Situasi sungai yang mungkin banyak
beling ini seringkali dijadikan gurauan beberapa kawan. Tak ketinggalan saya
sendiri. Setelah meluncur dan melompat, biasanya saya membohongi kawan saya
dengan pura-pura terkena beling. “Aduh aduh, kena beling. Kena beling.” Sambil pura-pura
menangis. Lalu setelah beberapa kawan melihat saya, dengan spontan saya
langsung bilang, “tapi bohong.” Gurauan ini saya lakukan beberapa kali.
Hingga pada masanya, tepat ketika
meluncur dan kaki mendarat ke dasar kali, ada sesuatu yang dengan tegas
langsung menancap di kaki. Bukan tidak dan bukan lain itu adalah beling. Saya
langsung kelonjatan tak karuan dan meminta bantuan kawan-kawan. Namun sama
sekali tidak ada yang menanggapi. Mau tak mau saya harus berenang ke tepian
seorang diri sambil menangis tersedu-sedu.
Sampainya di tepi kali, darah sudah
banyak bercucuran. Saya tak berani melihat nemun jelas sangat sakit sekali. Untungnya,
beling itu tidak menancap di kaki namun hanya tergores. Setelah melihat ada
darah, kawan saya baru percaya kalau saya beneran kecojok. Ini bukan kali pertama saya mengalami kecelakaan saat
mandi di sungai. Jauh sebelum itu saya sering
kemasukan kerikil kecil yang menancap di kaki dan sulit dikeluarkan,
atau istilahnya kami menyebut: suzuben.
Begitulah kisah kebohongan saya yang
memiliki dua sisi.

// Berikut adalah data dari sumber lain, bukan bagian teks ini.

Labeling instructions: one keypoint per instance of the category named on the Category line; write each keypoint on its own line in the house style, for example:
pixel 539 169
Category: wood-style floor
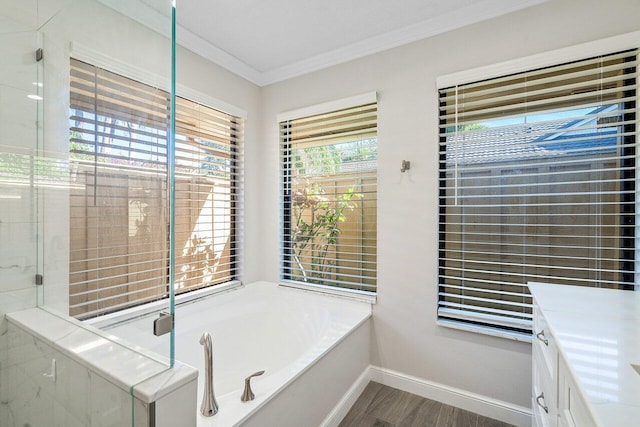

Kadangkala kebohongan saya menjadi kebahagiaan bagi saya,
kadangkala yang lain menjadi sebuah hal yang menyebalkan. Untuk cerita yang
terakhir mengajarkan kepada kita semua untuk tidak sering berbohong. Jangan
berbohong, kalau berbohong niscaya kamu akan menjadi aktor utama dalam serial “Azab
pembohong yang kecojok beling di kali
dan tidak ada satu kawanpun yang menolongi.”